A great choir performing more great Barber choral music. A very good disc to fill in and round off the collection once you've got most of the recommendations above.


----------



## Alfacharger (Dec 6, 2013)

mbhaub said:


> You have to have the symphonies:
> View attachment 100399
> 
> 
> There are other recordings, but none better than this great orchestra and conductor.


I like the earlier issue. No second symphony or Adagio but a great Amy Beach Gaelic for the win.










No collection of Barber is complete without Schippers' recording.


----------



## larold (Jul 20, 2017)

agree this is a Barber classic


----------



## larold (Jul 20, 2017)

Barber's "Toccata Festiva" for organ is a relatively unknown gem often linked in recordings to other organ work and not his own.

One should not overlook the classic coupling of his three concertos ...


----------



## starthrower (Dec 11, 2010)

The Marin Alsop box on Naxos is a inexpensive way to pick up a comprehensive collection.
Details here: http://www.arkivmusic.com/classical/album.jsp?album_id=511625


----------



## Bluecrab (Jun 24, 2014)

I'm surprised that nobody has mentioned the piano sonata (op. 26).

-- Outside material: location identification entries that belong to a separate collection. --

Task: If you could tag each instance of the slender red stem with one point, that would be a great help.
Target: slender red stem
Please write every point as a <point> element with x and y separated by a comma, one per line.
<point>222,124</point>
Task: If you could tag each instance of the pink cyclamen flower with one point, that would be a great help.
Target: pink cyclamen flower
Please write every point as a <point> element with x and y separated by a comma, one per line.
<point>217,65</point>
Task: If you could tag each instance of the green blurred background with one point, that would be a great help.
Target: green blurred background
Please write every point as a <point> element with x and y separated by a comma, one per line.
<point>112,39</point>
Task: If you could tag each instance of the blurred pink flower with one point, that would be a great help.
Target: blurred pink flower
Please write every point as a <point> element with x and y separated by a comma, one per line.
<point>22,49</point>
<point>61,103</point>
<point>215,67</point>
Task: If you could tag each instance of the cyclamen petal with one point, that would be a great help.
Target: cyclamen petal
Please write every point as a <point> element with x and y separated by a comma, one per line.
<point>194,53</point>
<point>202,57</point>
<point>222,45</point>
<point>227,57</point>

It's one of my favorite Barber works.


----------



## Robert Gamble (Dec 18, 2016)

Lurking here... I have a few Adagio for Strings but nothing else. Stuffing my Google Play library with a few of these...


----------



## laurie (Jan 12, 2017)

larold said:


> Barber's "Toccata Festiva" for organ is a relatively unknown gem often linked in recordings to other organ work and not his own.
> 
> One should not overlook the classic coupling of his three concertos ...
> View attachment 100428


Well, I guess I won't be adding _this _one to my collection ~ the only copy that I found (amazon) cost *$96* !


----------



## Simon Moon (Oct 10, 2013)

I'd add the definitive recording of Barber's piano concerto op 38 to your collection.

Played by the pianist it was commissioned for.


----------



## R3PL4Y (Jan 21, 2016)

The violin concerto with Leonard Bernstein, Isaac Stern, and the NY Philharmonic is a favorite of mine.


----------



## joen_cph (Jan 17, 2010)

The Cello Concerto and Cello Sonata + Adagio for strings, with Kirshbaum/Saraste, on a Virgin CD.

The most treasured Barber CD in my collection.

For context, I´ve also got the Cello Concerto with Nelsova/Barber, Warner/Alsop, Kalmer/Gerhardt, and Ma/Zinman, plus two other recordings of the cello sonata. None I´ve heard beats Kirschbaum in these great works.


----------